THE CHASE. United Artists, 1946. Robert Cummings, Michele Morgan, Steve Cochran and Peter Lorre. Screenplay by Philip Yordan, from the novel The Black Path of Fear, by Cornell Woolrich. Directed by Arthur Ripley.

   Woolrich at his pulpiest turned in to film noir at its weirdest. Such a treat!

   As the book opens, Bill Scott and Eve Roman are just arriving in Havana, fleeing from her husband, gangster Eddie Roman. By the end of the first chapter, she will be dead and he’ll be framed for her murder, which is a lot to pack into one chapter, but Woolrich doesn’t skimp on atmosphere or color as the plot rushes on. He writes about a crowded bar in a way that had me tucking my elbows in, and there’s a very atmospheric chase scene from the fugitive’s POV up a darkened stairway, lit only by the flashlights of his pursuers.

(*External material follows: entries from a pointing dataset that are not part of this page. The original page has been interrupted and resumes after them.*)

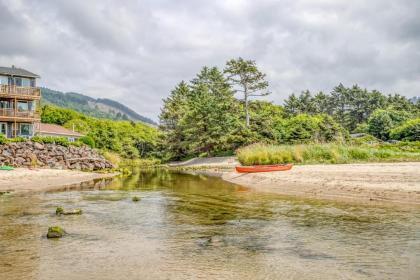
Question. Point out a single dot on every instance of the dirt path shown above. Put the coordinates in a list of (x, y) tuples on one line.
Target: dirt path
[(392, 182), (22, 179)]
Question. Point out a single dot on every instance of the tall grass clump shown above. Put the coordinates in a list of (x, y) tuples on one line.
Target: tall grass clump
[(257, 154)]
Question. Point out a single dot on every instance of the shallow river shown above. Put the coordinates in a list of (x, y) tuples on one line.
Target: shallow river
[(197, 227)]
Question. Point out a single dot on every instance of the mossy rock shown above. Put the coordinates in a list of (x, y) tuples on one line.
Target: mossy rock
[(60, 211), (55, 232)]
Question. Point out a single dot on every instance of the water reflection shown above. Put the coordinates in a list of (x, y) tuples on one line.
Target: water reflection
[(191, 227)]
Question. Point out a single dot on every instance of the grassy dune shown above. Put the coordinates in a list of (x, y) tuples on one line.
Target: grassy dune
[(328, 153)]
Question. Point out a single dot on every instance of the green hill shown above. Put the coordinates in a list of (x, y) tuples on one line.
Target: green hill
[(99, 108)]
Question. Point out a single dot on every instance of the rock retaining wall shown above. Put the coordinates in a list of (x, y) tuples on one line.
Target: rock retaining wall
[(32, 154)]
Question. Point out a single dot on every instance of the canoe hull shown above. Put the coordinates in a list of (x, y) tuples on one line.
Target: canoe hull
[(263, 168)]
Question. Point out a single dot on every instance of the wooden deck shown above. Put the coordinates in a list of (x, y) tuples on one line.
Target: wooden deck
[(20, 93)]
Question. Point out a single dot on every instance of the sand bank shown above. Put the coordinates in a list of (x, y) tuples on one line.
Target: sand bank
[(23, 179), (390, 182)]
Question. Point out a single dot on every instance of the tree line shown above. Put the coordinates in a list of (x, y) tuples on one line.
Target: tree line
[(203, 117)]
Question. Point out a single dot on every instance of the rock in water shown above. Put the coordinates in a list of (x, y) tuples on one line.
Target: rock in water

   In a typical Woolrichian coincidence, Bill hooks up with a street-smart Cuban Miss named Midnight with a grudge against cops that impels her to help him track down the real killers. And once again we get that superb atmosphere of darkened doorways, twisted streets, and even into the bowels of an opium den, painted in fevered but fast-paced prose. And for a conclusion there’s a knock-down drag-out fight scene, and a bitter, romantic coda Chandler might have envied.

   Black Path was filmed in 1946, and before I go into it, perhaps a word about the film’s creators might be helpful:

   Producer Seymour Nebenzal was a big name in the early German cinema, with films like M and 3-Penny Opera on his resumé . After he fled Germany to the U.S. his films went into a “cheap-but-interesting” period of things like Hitler’s Madman, but he did produce remakes of his German films Mistress of Atlantis and M.

   I have heard passing references to director Arthur Ripley before; UImer referred to him as “a sick man, mentally & physically” and his output was meager, with a few films that had to be finished by other hands. He was apparently a man of ill health and gloomy outlook, who worked most of his early career in comedy for Mack Sennett, Harry Langdon and W.C. Fields (he directed Fields’ classic short Barber Shop.)

   After many years as a gag man for Capra and others, Ripley directed Voice in the Wind, The Chase, and part of Siren of Atlantis, then nothing till Robert Mitchum asked him to direct Thunder Road. Damn Strange if you ask me.

   Together Nebenzal and Ripley make The Chase something unique, aided by photographer Franz Planer (who sent on to Breakfast at Tiffany’s and The 5,000 Fingers of Dr. T) and a choice cast that includes Steve Cochran as an acquisitive gangster and Peter Lorre as his matter-of-fact executioner, who gripes about sending flowers to the funeral of their late competitor (“A hundred and fifty bucks. I don’t care what you say, that’s inflation.”)

   Narrative-wise, The Chase is something else again. It follows the book pretty faithfully for the first half, then Ripley and writer Philip Yordan apparently decided to leave off and make another movie about the same characters. There’s a scene of shocking surprise, followed by a trite “cheat,” and all at once we’re into a movie where Bob Cummings is a disturbed vet with fits of amnesia.

   It’s to the credit of all concerned that this works as well as it does. As I watched, I found myself going from “Aw c’mon!” to “Come on, snap out of it, Bob – and hurry!” as the characters from the first half of the film move toward and away from what looks like predestined fate.

   The Chase can’t be called a complete success, but it has its moments, and I guarantee it’s one of the strangest you’ll ever see.